Some major news – and almost completely ignored – from Washington, D.C., is on the cusp of upending the biotech world, turning America into the “pharmacy of the world” in no time – and giving us a solid 6.8% dividend-buying opportunity. For just 91 cents on the dollar.

That might sound hard to believe for woebegone biotech companies, which have fallen more than the S&P 500 index this year, according to benchmark performance. iShares Biotechnology ETF (IBB

IBB
).
this despite of The sector’s importance during a pandemic β€” and despite the fact that nearly 10,000 Americans turn 65 every day, Sharp increase in demand for pharmaceuticals with the growth of the first group.

The problem is that despite these tailwinds, biotech is burdened with the same problems that affect the rest of the economy: declining R&D funding as interest rates rise, and supply chain issues hurting productivity.

But this sector is so important to America’s future that the government won’t let it pass. So President Biden stepped in. What his administration is doing will more than offset those negatives – and set the sector on an upward trajectory for years to come.

Let’s Click “Biden Biotech Boost” for 6.8% Dividend and Rise

Before we go any further, I’d like to say that we don’t have any political agenda here at Contrarian Outlook. We simply extract profit (and growth) opportunities that have been overlooked in front of us. And Biden’s plan is one, because it prepares the 6.8% closed-end fund (CEF) that we will discuss shortly for solid gains.

The plan is a multi-billion dollar project called the National Biotechnology and Biomanufacturing Initiative. Among other things, it is designed to bring the production of more biotherapies to the United Statesβ€”an echo of the “localization” and “deglobalization” trends we’ve been covering here in another overview recently. At the same time, US pharmaceutical companies can use this money to enter new markets and grow their existing ones.

The plans are ambitious and broad: There is hope to develop new treatments with antibodies, alternatives to meat, biodegradable plastics, and age-reversing technology.

It all boils down to the fact that the government is turning on me Money flowing into biotech at a time when the Federal Reserve is Reducing The flow of money to the economy as a whole. This will format the sector to regain its advantage. But not all biotech companies will benefit equally, which is why we are playing the “Biden biotech boom” through an actively managed CEF.

This 6.8% fund holds all of the Biden Biotech Boom winners.

The best biotech CEFs are managed not only by financial professionals but also by Ivy League trained doctors and researchers who can take a critical look at the research conducted by different pharmaceutical companies.

This is why CEFs are files ideal Tools for investing in biotechnology. Algorithmic-managed ETFs and individuals picking stocks for their own simply cannot compete with the financial and medical experts who know the sector inside and out.

Pros at 6.8% - yield Takla Healthcare Opportunities Fund (THQ) She is an excellent example.

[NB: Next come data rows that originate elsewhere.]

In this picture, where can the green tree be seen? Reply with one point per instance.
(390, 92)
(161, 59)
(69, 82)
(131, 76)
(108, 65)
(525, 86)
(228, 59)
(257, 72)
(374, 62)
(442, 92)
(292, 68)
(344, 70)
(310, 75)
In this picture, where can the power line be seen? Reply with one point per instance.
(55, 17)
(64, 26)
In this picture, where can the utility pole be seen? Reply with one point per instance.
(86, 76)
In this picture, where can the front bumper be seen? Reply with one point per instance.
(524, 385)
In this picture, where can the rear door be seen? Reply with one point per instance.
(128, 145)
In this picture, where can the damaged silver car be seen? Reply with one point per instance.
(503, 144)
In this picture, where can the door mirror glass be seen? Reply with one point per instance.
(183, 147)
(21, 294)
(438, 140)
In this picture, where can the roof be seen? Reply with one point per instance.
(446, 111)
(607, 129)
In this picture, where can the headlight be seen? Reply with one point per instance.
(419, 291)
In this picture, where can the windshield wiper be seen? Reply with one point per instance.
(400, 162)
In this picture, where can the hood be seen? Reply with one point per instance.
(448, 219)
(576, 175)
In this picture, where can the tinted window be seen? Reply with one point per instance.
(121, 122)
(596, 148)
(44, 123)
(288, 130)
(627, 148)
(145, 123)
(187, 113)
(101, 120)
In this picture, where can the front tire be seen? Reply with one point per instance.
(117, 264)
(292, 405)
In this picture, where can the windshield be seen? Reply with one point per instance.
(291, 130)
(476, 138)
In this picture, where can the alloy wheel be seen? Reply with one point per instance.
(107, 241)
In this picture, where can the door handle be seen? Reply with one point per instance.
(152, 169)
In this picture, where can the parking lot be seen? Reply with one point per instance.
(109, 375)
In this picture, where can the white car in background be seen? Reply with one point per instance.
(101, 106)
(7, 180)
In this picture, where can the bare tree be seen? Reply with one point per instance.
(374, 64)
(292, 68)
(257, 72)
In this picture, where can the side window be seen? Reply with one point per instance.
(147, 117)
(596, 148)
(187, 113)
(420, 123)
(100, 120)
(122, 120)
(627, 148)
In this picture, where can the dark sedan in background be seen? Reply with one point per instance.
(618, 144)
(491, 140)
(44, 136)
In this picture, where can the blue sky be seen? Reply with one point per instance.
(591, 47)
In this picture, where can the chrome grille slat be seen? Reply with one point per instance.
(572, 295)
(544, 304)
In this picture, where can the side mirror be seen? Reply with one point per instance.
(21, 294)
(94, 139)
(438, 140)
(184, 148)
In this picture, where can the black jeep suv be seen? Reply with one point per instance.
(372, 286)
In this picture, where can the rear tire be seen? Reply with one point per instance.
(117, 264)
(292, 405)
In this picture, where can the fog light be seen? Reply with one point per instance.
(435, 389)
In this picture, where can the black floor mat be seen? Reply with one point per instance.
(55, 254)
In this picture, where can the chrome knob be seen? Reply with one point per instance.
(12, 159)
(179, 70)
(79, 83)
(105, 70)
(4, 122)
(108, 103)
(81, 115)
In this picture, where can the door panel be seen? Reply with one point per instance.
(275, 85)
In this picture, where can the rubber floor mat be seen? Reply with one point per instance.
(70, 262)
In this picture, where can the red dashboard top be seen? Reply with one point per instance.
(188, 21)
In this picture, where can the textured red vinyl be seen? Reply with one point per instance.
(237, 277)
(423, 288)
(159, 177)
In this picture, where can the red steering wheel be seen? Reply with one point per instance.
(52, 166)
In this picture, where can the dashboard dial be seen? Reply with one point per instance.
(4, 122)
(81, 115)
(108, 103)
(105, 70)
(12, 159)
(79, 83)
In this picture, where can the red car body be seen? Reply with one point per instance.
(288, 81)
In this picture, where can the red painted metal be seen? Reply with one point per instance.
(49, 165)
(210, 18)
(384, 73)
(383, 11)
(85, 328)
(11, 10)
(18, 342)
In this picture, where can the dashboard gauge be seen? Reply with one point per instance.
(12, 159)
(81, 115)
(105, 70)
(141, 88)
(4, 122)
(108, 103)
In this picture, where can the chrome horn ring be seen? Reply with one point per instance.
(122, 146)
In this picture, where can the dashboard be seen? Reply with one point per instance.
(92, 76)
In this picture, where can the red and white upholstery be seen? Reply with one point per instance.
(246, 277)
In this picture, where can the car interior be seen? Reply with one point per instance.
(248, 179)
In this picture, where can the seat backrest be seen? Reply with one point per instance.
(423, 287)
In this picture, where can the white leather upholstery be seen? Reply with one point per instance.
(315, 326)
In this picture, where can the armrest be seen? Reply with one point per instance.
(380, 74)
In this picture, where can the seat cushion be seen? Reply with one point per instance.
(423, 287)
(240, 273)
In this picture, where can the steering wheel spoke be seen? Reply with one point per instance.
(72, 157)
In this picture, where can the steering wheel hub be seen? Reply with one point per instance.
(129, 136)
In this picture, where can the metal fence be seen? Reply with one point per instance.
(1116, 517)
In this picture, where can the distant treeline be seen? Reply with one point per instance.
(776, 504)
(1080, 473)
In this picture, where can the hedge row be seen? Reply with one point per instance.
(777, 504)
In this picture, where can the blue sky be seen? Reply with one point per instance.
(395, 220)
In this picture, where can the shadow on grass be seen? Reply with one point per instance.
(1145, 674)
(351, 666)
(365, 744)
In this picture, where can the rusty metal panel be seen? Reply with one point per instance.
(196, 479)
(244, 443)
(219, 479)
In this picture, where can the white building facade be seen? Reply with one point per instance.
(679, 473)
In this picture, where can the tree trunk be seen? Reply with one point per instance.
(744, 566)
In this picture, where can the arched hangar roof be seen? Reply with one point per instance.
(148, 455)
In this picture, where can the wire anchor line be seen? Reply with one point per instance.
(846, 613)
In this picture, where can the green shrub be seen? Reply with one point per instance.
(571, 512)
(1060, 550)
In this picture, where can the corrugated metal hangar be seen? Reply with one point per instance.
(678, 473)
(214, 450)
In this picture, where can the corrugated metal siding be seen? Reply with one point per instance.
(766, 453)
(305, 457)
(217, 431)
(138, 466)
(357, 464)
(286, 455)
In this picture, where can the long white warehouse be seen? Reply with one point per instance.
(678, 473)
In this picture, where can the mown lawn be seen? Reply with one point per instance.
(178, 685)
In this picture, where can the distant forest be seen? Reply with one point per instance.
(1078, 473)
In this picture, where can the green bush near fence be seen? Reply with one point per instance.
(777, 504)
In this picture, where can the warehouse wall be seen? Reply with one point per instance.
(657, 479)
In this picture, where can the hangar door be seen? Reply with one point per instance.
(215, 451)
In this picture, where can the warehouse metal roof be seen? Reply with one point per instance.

This fund, like all Tekla-managed funds, is managed by a mix of financial and medical professionals with decades of experience. The proof lies in their performance: THQ has outperformed a biotech index fund since THQ launched nearly a decade ago, with nearly double IBB's returns at the time.

THQ's portfolio is strong, featuring a mix of excellent companies with good cash flows, such as Johnson & Johnson

JNJ
(JNJ)
And the Merck & Company.

Mrk
(MRK),
and smaller companies with solid pipelines of drugs and medical devices, such as Medtronic

MDT
(MDT), Becton Dickinson

BDX
(BDX)
And the intuitive surgical

ISRG
(ISRG).
This combination has driven THQ's market-shattering returns while maintaining its return of close to 7%.

Finally, let's talk about valuation: THQ offers an 8.6% discount on net asset value (NAV, or the value of the shares you hold), so we're basically buying for 91 cents on the dollar here. this discount we will Less than the 4.4% discount the fund averaged over the past year and far from 4% excellent which topped it at the time. I would expect the THQ discount to flip into the premium and reclaim that level on the strength of the Biden pharma bundle, taking the price of the box with it.